Find Minimum Number of Steps to Make Two Strings Anagram II
Given two strings S and T, the task is to find the minimum number of steps to make S and T anagrams of each other. In one step, we can append any character to either S or T.
Example:
Input: S = “gee”, T = “eks”
Output: 4
Explanation: Append ‘k’ and ‘s’ to string S and append ‘g’ and ‘e’ to string T to make S and T anagram of each other.Input: S = “Beginner”, T = “egesk”
Output: 0
Explanation: “Beginner” and “egesk” are anagrams.
Approach: To solve the problem, follow the below idea:
To solve this problem, the idea is to count the frequency of each character in both strings S and T. Then, calculate the difference in frequencies for each character. The sum of positive differences will give the minimum number of steps needed to make T an anagram of S.
Step-by-step algorithm:
- Count the frequency of each character in both strings S and T.
- For each character, calculate the difference in frequency between S and T.
- Sum the positive differences to get the minimum number of steps required.
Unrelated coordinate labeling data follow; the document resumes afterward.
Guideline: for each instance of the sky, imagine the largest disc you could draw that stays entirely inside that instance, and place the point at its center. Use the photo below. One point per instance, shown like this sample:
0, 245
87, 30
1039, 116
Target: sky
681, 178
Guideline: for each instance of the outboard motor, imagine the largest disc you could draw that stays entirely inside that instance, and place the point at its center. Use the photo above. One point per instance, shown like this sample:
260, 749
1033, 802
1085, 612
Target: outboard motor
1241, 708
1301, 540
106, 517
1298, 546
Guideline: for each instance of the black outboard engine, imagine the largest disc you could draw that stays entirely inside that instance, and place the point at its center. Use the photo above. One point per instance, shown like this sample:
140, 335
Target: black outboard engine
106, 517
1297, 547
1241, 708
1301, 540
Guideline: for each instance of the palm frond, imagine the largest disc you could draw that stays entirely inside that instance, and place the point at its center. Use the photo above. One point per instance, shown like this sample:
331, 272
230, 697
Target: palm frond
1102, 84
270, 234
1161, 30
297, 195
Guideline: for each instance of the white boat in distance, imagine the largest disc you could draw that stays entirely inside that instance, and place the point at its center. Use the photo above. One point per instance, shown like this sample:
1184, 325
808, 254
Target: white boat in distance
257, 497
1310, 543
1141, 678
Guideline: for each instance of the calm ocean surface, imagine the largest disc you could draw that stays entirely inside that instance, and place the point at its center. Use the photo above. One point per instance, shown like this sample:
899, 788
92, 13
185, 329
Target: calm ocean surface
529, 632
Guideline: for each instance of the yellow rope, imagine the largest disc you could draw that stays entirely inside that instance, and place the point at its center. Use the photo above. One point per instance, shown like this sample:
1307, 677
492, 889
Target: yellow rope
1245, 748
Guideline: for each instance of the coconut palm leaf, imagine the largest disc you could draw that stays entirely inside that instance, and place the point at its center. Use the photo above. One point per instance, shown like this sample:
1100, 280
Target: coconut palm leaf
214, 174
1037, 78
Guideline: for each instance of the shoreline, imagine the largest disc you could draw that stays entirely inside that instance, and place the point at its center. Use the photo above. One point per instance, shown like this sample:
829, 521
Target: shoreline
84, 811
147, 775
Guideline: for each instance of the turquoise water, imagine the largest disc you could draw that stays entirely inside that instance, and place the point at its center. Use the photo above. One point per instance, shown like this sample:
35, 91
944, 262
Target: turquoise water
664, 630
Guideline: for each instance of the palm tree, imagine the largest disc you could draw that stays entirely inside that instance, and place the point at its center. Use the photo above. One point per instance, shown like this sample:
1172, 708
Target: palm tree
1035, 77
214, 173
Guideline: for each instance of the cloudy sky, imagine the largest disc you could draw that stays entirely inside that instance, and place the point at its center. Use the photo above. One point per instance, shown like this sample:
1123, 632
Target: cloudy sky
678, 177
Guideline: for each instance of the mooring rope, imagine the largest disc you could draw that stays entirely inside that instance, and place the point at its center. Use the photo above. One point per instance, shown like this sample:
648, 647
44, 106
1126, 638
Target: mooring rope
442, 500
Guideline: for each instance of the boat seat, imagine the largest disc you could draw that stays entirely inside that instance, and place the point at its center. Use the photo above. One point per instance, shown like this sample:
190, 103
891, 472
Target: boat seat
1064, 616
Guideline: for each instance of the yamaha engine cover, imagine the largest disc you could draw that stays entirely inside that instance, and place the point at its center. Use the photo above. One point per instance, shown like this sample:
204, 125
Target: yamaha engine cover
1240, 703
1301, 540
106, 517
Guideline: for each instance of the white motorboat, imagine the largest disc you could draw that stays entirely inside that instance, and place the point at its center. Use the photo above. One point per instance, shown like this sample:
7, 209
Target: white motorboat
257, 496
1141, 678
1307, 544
Below is the implementation of the algorithm:
#include <bits/stdc++.h>
using namespace std;
// Function to find minimum steps to make S and T anagram of
// each other
int minSteps(string S, string T)
{
// Frequency array to store the difference between
// frequency of characters
int freq[26] = {};
// For every character in S, add 1 to the frequency
// array
for (char ch : S) {
freq[ch - 'a'] += 1;
}
// For every character in S, subtract 1 to the frequency
// array
for (char ch : T) {
freq[ch - 'a'] -= 1;
}
// Sum of absolute difference is the required number of
// steps
int ans = 0;
for (int i = 0; i < 26; i++) {
ans += abs(freq[i]);
}
return ans;
}
int main()
{
// Sample Input
string S = "gee";
string T = "eks";
cout << minSteps(S, T) << endl;
return 0;
}
import java.util.*;
public class MinStepsAnagram {
// Function to find minimum steps to make S and T
// anagram of each other
public static int minSteps(String S, String T)
{
// Frequency array to store the difference between
// frequency of characters
int[] freq = new int[26];
// For every character in S, add 1 to the frequency
// array
for (char ch : S.toCharArray()) {
freq[ch - 'a'] += 1;
}
// For every character in T, subtract 1 from the
// frequency array
for (char ch : T.toCharArray()) {
freq[ch - 'a'] -= 1;
}
// Sum of absolute differences is the required
// number of steps
int ans = 0;
for (int i = 0; i < 26; i++) {
ans += Math.abs(freq[i]);
}
return ans;
}
public static void main(String[] args)
{
// Sample Input
String S = "gee";
String T = "eks";
System.out.println(minSteps(S, T));
}
}
// This code is contributed by Shivam Gupta
Output
4
Time Complexity: O(n), where n is the length of the strings S and T.
Auxiliary Space: O(1), since the size of the frequency arrays is constant (26 for each alphabet letter).